El reto de Dios significa identificarnos, no solo con el nombre de Jesús, sino también con su manera de vivir y amar a los demás; y con sus sufrimientos – para que podamos reclamar la victoria y bendiciones que Jesús nos promete. Y por tal razón, cada día, tenemos que pedirle al Espíritu Santo que nos de la determinación y la fortaleza para que podamos aceptar en humildad la invitación de Jesús de negarnos a nosotros/as mismo, tomar nuestra cruz, y seguirle a donde el nos quiera llevar.
El pasaje que leímos hoy en Marcos 9:30-37 nos lleva a profundizar un poco más sobre lo que significa ser un buen discípulo de Jesucristo. Mis amados/as, vivimos en una sociedad donde constantemente se está debatiendo sobre quién es el más importante y poderoso.
Imaginen lo importante que este tema es para la sociedad americana, que la revista Time, una revista que discute temas de actualidad, dedica dos (2) ediciones de su publicación TODOS los años para enumerar las 100 personas más POPULARES en la sociedad; y otra para enumerar las 100 personas con mayor PODER e INFLUENCIAS en la faz de la tierra.
Aquí lo preocupante no es tan solo que esta compañía dedique millones de dólares para producir este tipo de publicación y escribir sobre estos temas; sino que estas dos ediciones de la revista son, en la actualidad, en las que ellos reportan el mayor número de ventas. Y lo que pasa mis amados/as, aunque algunas personas no lo quieran admitir, es que nos gusta saber quiénes son las personas que la sociedad considera las más “grandiosas”, las más poderosas, las más influyentes – muchas veces con la esperanza de estar en esa lista.
El pasaje que leímos en el evangelio según Marcos 9:33-37, nos aclara que esto de querer saber quién es el más importante, o el más grande, no es algo exclusivo de nuestros tiempos, sino que también ocurría en los tiempos del ministerio terrenal de Jesús.
Jesús y sus discípulos, vivían en una sociedad donde el tener poder y posición social era muy importante. Y como era de esperarse, y de la misma forma que muchas personas todavía hacen hoy en día, los discípulos de Jesús también debatieron con la pregunta sobre: ¿quién era el más grande/importante entre ellos?
Según vemos en el pasaje, parece que los discípulos de Jesús estaban tratando de contestar esta pregunta tan importante para todas las personas que anhelan seguir a Jesús, utilizando los principios y creencias que eran populares en sus tiempos. Pero, como nos dice el autor bíblico, Jesús interrumpió su conversación y retó su noción sobre lo que significa ser “el más grande/importante” utilizando nada más que la analogía de un niño.
Cuando meditamos en esta comparación, la primera impresión que nos pudiera venir a la mente es que: para ser el más importante en los ojos de Dios tenemos que ser como el niño que Jesús les presentó. ¿verdad?
Pero, la realidad es que si nos fijamos detenidamente en el pasaje, nos podemos dar cuenta que Jesús aquí no está definiendo importancia/grandeza, tratando de indicar que nos tenemos que parecer o convertir en niños/as. La afirmación de Jesús no fue parézcanse a este niño. Jesús dijo, si ustedes quieren ser realmente importante en mis ojos, RECIBAN/ACEPTEN a este niño. Jesús aquí está haciendo una declaración revolucionaria a sus discípulos y a nosotros también.
No sé cuantos/as sepan esto, pero los niños en el tiempo y sociedad donde Jesús vivió no tenían ningún tipo de posición social: no tenía poder, eran los más vulnerables y no tenían derecho a tener ninguna posesión.

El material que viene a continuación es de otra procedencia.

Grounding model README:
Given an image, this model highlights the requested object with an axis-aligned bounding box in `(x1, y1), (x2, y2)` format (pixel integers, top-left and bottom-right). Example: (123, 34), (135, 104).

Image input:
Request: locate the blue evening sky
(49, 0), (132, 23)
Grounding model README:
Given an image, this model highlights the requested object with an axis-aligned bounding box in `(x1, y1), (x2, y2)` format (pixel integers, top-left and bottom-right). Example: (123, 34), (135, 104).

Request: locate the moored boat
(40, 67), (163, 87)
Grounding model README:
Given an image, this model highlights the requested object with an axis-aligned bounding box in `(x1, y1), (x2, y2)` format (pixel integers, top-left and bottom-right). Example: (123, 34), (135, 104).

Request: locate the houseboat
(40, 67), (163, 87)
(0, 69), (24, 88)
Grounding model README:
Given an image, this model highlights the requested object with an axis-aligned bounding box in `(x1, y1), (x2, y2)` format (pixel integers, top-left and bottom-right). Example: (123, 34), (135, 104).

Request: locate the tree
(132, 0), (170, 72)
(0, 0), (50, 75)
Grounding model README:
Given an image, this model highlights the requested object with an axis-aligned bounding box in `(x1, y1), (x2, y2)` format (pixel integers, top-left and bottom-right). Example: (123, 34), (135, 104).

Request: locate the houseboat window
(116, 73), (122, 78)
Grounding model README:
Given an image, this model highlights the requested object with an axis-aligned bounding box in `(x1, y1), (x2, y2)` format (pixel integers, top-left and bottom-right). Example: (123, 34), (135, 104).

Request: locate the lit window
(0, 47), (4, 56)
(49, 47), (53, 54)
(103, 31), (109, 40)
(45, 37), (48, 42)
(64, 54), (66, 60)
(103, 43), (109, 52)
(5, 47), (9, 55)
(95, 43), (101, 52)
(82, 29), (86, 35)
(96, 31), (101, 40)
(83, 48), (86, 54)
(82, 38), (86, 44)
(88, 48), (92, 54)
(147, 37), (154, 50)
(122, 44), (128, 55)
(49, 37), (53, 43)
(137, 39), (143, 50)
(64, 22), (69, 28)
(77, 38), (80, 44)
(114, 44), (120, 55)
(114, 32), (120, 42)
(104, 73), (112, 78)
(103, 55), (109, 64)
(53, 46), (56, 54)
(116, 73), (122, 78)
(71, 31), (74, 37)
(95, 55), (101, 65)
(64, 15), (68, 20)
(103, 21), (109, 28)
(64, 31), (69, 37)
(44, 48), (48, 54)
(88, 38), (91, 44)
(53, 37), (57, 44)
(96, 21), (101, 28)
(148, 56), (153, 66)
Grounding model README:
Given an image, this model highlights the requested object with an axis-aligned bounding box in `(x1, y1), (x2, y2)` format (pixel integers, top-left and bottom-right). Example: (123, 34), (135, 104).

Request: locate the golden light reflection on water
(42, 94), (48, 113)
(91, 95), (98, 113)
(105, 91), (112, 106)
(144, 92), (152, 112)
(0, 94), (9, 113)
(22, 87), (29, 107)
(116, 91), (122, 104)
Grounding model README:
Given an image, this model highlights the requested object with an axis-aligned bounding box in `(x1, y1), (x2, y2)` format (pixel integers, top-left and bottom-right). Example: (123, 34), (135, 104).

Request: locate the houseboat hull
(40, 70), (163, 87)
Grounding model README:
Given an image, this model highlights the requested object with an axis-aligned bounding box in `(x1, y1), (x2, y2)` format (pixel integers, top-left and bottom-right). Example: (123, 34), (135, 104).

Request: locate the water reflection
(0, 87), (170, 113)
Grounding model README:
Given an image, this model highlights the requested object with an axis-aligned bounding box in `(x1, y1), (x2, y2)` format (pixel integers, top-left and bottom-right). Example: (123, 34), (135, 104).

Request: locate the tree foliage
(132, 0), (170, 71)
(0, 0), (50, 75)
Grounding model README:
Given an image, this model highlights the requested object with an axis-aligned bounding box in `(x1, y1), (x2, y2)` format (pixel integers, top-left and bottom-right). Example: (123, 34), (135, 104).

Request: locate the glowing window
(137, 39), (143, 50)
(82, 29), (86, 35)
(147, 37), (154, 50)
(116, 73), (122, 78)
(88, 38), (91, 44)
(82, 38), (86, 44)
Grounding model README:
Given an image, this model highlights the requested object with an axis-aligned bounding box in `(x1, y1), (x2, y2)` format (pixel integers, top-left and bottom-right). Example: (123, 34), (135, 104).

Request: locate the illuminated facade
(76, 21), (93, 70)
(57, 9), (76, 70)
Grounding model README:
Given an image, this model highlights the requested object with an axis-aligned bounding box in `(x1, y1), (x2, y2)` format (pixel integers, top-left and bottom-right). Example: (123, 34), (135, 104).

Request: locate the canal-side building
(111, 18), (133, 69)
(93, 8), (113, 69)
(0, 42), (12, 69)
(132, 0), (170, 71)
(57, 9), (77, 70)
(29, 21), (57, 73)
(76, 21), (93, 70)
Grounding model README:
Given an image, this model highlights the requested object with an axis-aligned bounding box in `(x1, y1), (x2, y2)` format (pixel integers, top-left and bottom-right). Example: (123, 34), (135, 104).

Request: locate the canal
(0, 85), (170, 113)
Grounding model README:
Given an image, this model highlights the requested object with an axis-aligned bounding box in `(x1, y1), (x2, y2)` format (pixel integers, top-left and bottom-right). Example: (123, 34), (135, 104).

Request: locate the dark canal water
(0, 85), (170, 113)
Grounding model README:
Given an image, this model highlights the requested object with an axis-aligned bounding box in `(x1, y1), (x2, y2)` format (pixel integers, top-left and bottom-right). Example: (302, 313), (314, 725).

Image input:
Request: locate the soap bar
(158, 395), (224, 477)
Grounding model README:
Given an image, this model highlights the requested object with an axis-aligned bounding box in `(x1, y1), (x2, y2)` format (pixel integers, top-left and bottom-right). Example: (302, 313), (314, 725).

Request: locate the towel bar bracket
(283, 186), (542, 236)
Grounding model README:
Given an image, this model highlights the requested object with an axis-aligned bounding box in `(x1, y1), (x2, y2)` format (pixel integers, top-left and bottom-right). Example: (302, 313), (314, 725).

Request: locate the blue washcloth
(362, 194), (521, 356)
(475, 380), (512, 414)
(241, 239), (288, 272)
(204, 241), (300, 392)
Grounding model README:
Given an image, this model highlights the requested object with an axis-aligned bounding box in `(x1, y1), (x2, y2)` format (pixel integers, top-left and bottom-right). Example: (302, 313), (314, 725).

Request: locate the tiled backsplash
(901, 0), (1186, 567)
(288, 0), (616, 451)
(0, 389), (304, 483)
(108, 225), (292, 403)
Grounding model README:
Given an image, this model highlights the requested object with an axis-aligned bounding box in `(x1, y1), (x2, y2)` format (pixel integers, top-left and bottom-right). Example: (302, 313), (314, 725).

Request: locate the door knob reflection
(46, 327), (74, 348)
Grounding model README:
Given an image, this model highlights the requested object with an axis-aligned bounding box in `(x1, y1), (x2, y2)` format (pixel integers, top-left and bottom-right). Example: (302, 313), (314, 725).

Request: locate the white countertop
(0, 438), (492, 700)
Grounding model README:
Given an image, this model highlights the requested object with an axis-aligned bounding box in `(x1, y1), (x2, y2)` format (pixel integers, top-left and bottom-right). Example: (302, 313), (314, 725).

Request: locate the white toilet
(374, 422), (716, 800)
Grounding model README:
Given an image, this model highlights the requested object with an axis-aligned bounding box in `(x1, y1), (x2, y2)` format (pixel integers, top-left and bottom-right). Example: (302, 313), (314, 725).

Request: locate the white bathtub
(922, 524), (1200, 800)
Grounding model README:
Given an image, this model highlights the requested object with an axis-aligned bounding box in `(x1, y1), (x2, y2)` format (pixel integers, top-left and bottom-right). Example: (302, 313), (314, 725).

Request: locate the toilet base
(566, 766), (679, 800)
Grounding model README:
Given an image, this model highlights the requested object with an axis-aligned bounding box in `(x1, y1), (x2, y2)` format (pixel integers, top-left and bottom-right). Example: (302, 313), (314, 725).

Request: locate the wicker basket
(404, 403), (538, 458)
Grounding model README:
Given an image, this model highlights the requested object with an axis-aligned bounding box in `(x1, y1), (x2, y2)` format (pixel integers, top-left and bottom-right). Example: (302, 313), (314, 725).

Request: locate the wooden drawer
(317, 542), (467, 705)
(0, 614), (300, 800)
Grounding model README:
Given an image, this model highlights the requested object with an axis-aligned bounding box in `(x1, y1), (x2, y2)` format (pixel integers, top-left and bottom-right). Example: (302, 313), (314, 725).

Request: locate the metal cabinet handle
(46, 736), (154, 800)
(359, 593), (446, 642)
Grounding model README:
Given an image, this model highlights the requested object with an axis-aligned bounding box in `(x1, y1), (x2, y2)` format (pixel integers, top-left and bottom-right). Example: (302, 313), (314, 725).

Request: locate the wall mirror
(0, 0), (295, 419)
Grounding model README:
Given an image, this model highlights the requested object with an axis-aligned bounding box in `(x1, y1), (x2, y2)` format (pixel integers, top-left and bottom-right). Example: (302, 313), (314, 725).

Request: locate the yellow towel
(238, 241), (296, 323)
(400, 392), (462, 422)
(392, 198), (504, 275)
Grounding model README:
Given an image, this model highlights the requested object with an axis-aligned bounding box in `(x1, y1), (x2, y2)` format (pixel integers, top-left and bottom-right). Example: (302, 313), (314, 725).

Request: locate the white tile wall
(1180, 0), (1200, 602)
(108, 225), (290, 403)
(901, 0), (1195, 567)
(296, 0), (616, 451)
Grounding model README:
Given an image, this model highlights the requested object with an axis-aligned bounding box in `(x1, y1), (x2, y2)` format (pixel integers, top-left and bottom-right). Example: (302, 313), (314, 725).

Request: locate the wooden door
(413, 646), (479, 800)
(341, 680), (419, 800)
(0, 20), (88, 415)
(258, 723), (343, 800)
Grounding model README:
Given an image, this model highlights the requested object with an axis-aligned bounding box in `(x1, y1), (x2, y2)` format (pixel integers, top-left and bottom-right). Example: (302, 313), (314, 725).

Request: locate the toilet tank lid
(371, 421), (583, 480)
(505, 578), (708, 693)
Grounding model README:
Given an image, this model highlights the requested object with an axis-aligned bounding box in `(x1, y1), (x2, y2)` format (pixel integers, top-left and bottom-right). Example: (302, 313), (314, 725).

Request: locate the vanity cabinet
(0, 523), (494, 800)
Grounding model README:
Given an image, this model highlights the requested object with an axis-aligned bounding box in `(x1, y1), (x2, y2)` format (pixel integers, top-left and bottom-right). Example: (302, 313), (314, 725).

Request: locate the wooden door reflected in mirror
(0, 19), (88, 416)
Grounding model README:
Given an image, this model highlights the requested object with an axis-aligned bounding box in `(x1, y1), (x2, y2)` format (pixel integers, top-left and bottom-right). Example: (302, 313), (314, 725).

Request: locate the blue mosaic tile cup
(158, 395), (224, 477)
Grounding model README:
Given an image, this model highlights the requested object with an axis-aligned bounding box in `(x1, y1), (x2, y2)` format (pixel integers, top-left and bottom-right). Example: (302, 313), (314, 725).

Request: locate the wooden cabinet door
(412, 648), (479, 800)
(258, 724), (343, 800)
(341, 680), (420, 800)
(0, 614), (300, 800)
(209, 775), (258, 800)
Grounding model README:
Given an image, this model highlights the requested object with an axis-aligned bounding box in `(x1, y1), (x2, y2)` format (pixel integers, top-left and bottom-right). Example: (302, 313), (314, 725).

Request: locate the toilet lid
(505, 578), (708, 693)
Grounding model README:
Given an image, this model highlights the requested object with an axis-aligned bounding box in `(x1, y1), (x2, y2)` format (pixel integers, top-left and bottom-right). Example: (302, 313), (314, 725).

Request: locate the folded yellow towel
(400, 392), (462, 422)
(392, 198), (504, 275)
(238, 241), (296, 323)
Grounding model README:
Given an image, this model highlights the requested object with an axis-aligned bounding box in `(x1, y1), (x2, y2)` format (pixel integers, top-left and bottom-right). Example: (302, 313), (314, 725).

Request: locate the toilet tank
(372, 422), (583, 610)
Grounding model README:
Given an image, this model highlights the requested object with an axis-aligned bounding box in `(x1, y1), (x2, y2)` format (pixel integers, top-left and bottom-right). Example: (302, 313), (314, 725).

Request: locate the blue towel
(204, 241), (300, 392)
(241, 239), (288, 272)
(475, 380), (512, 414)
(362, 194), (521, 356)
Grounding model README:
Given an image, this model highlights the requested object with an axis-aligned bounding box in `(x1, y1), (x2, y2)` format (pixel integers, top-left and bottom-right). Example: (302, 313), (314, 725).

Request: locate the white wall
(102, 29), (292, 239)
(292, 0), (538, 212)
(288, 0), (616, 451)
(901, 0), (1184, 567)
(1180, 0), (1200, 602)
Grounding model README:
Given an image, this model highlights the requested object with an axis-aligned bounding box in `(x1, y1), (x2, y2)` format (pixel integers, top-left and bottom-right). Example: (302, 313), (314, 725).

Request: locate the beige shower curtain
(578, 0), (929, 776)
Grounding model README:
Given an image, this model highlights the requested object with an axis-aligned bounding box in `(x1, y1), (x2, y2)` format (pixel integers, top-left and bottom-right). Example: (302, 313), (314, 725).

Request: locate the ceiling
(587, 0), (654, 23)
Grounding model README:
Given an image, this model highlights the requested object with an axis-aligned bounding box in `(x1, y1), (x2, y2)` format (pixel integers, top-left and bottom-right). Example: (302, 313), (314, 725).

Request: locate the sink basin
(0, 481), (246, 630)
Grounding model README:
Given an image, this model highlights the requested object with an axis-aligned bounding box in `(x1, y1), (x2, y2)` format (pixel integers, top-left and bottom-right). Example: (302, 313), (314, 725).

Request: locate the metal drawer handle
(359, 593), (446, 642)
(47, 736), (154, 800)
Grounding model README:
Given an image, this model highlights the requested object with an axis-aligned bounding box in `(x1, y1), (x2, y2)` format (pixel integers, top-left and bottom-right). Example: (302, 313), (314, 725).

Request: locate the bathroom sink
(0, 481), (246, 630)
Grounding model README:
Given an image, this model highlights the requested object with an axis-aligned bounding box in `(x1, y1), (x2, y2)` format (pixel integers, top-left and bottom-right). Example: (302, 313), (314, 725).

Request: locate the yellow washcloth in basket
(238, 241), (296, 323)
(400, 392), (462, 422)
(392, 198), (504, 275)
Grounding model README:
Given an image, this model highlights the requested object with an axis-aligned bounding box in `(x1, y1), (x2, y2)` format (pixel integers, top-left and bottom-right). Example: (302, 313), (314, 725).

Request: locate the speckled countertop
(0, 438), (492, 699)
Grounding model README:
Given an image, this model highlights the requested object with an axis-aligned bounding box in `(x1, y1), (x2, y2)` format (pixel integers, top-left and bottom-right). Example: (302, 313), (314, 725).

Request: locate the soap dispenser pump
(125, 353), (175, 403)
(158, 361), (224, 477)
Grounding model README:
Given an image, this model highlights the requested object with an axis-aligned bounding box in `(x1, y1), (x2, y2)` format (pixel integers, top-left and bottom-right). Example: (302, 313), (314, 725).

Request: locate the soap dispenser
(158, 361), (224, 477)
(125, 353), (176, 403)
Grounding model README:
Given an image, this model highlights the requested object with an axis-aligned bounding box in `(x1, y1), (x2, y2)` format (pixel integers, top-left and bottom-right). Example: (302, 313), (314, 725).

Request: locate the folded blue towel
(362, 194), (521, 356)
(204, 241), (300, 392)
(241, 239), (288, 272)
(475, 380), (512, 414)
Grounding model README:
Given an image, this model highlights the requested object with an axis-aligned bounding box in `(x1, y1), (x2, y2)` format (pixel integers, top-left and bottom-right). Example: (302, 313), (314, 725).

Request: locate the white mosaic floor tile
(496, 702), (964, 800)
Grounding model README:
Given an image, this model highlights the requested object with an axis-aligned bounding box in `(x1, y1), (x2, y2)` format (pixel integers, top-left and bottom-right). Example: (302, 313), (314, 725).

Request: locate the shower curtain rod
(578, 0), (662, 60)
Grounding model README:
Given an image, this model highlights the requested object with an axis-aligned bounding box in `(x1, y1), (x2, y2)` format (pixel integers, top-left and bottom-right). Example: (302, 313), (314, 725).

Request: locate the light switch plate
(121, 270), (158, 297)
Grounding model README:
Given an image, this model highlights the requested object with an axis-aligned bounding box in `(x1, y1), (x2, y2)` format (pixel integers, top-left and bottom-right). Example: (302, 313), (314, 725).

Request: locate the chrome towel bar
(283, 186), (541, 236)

Entonces, lo que el Espíritu Santo nos está enseñando en esta tarde es: que si nosotros/as queremos ser considerados importantes en los ojos de Dios, como individuos y como Iglesia, tenemos que recibir y amar a todas las personas, que como los niños en el tiempo de Jesús, hoy son considerados los más vulnerables, lo que no tienen ninguna posesión, y ningún tipo de poder o influencia en la sociedad.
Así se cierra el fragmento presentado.